Côté univers, je vous le disais, Poul Anderson mêle Histoire et Fantasy avec brio : Angleterre, Normandie ou encore Écosse sont ainsi explicitement nommées, son intrigue se déroulant manifestement aux alentours du Xe siècle, au cœur des raids du peuple Vikings. S’invitent alors Trolls, Elfes, Nains et autres Gobelins, mais également Thor, Odin, Loki et consorts. C’est tout une mythologie que nous retranscrit ici l’auteur, et j’avoue avoir été particulièrement sensible au talent dont il fait preuve pour rendre tout cela plus que plausible. On s’y croirait presque, là, tranquillement installés sur notre canapé.
Que vous soyez amateurs de mythologie scandinave, en quête d’un roman au souffle épique ou amateurs de Dark Fantasy, vous y trouverez donc votre compte : L’épée brisée ne dépasse certes pas les 400 pages, mais son poids est indéniable : me voici pour ma part plus que ravie d’avoir enfin découvert cet auteur majeur qui, je l’espère, n’a pas fini de peupler ma bibliothèque !

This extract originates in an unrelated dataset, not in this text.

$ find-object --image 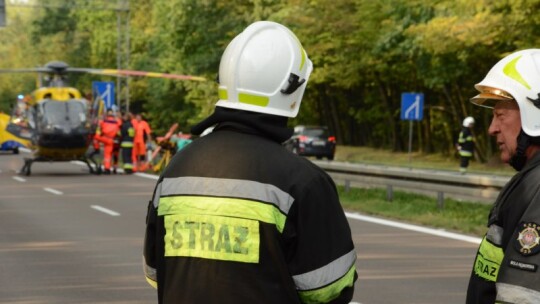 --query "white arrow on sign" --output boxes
[405,95,420,118]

En bref, un roman qui a su me surprendre et me passionner : Poul Anderson est sans conteste l’une des figures majeures de la fantasy anglo-saxonne, sa patte se retrouvant dans bien des œuvres plus récentes. Mêlant Dark Fantasy, mythologie nordique et véritable fresque épique, L’épée brisée est un incontournable du genre !

On en redemande
On en redemande !

Brasier, Brandon Sanderson (Cœur d’acier #2)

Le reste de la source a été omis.